The UK’s British Film Institute, sales agents The Match Factory and Celluloid Dreams, and the funding bodies CNC, FFA and Eurimages are among leading European players consulted for a “critical assessment” of the planned MEDIA strand within the European Commission’s Creative Europe programme.

The paper, which was commissioned by the European Parliament’s (EP) Policy Department from Brussels-based KEA European Affairs at the request of the EP Committee on Culture and Education, gives an overview of the proposed strand, compares it to measures provided by previous generations of the MEDIA programmes, and offers policy recommendations “to improve the proposed text and ensure effective support”.

The paper’s authors observe that “the MEDIA Strand is very positive in that it focuses even more closely on digital technologies. However, it does not explicitly mention support to new story-telling formats and projects to facilitate licensing initiatives for online rights. In this respect, it still appears to be quite focused on film and the traditional distribution of films and is not clear enough with regard to its overall scope.”

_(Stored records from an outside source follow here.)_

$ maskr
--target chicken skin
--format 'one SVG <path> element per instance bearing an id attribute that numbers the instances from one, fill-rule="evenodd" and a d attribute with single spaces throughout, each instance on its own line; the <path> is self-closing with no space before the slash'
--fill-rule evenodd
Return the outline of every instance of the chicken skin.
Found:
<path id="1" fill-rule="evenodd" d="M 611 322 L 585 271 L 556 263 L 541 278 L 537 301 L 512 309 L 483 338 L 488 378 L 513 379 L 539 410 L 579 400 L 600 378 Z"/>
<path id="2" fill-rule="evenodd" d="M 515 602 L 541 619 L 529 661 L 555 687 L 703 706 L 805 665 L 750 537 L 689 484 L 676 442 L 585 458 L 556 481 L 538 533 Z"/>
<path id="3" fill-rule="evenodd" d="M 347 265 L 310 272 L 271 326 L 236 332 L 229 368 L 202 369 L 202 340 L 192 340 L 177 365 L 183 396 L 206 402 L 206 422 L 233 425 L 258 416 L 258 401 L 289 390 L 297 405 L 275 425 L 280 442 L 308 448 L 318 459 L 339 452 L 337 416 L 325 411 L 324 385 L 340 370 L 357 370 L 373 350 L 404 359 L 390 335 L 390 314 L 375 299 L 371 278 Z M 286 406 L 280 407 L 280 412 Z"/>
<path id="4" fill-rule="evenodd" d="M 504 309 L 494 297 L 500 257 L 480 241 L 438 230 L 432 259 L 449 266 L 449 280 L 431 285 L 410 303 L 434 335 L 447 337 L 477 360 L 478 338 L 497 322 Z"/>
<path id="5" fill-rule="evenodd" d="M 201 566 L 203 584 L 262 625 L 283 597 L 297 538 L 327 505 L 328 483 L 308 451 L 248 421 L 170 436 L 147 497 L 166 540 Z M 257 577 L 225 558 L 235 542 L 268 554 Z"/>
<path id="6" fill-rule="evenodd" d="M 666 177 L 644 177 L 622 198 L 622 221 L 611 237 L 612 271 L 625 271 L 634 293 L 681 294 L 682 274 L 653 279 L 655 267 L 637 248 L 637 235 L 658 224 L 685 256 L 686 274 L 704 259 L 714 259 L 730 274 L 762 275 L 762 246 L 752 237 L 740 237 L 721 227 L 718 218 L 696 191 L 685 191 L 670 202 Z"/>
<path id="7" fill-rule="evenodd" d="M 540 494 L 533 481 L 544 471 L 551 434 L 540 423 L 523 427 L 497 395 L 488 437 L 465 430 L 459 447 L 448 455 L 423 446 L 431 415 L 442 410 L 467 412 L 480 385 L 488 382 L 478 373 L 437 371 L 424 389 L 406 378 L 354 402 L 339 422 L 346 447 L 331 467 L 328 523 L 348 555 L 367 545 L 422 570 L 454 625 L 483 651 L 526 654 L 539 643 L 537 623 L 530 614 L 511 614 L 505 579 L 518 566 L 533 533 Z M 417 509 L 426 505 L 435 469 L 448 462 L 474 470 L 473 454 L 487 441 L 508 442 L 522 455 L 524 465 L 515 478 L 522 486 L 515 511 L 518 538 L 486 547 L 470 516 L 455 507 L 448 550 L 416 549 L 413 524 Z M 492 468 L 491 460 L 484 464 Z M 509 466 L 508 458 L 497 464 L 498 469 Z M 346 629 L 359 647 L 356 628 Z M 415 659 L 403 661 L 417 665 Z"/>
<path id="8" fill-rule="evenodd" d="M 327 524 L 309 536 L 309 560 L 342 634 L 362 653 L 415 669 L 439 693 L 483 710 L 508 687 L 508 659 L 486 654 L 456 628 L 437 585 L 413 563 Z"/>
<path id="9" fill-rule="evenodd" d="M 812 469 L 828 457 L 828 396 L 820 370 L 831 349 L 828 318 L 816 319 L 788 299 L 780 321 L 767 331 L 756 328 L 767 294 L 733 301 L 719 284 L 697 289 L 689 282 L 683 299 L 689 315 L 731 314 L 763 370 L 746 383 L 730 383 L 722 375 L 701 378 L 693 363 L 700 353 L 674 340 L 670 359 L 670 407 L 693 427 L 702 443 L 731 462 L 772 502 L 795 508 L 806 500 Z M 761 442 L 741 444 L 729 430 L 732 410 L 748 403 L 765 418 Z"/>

“In addition, while the programme prioritises audience development, it neither recognises the need to grow specific audiences, such as children or older people, nor does it mention the need to enhance media literacy. It also does not envisage providing support to audiovisual heritage.”

“The Creative Europe MEDIA Strand is to be seen as an ambitious and well-thought programme, conceived to respond to the major challenges of the audiovisual sector today,” they continue. “However, several points could be emphasised and made more explicit, in order to ensure the most effective and efficient support for the sector.”

In a set of recommendations structured around several major policy objectives, the study suggests that the cultural and creative sectors could greatly benefit from better coordination with other European support schemes such as the European Social Fund, the European Regional Development Fund and, in particular, the Competitiveness and Innovation Framework Programme (CIP) of DG Enterprise.

In addition, the authors argue that support in the audiovisual sector here should focus more explicitly on the use of digital technologies for the development of new content formats and for the distribution and dissemination of all types of audiovisual content on new digital platforms.

Other recommendations include support for the subtitling of European films as well as for the digitisation of audiovisual heritage in European audiovisual archives, and ensuring the branding of European audiovisual products by, for example, retaining the MEDIA logo.

Meanwhile, Italian MEP Barbara Matera, as rapporteur of the EP Committee on Budgets, has sent a report on the proposed Creative Europe programme to her colleagues in the Committee on Culture and Education.

While welcoming the proposed budgetary increase for the programme, she emphasises “that the planned percentage distribution of funds ought to be included in the legislative text, not only in the annexed legislative financial statement. Likewise, the detailed description of the setup and implementation of the new Cultural and Creative Sectors (Financial) Facility ought to be covered by the legislative text.”

She argues, moreover, “that the international aspects of cultural and creative sectors are not sufficiently spelled out, and significant portions of the Media Mundus programme are, therefore, lost in the Commission proposal.” Consequently, Matera “intends to reintroduce the key elements of global cooperation in the legislative proposal.”

Her 19 amendments to the Commission’s original text thus include seven recommendations for new paragraphs in Article 7 to provide an indepth description of the financial facility, which had been absent so far.

In a qualifying statement, though, Matera points out “that the financial envelope specified in the legislative proposal [€1.8bn, compared to €1.17bn in the current MFF for Culture, MEDIA and MEDIA Mundus] constitutes only an indication to the legislative authority and can not be fixed until agreement is reached on the proposal for a regulation on the multiannual financial framework for the years 2014-2020.”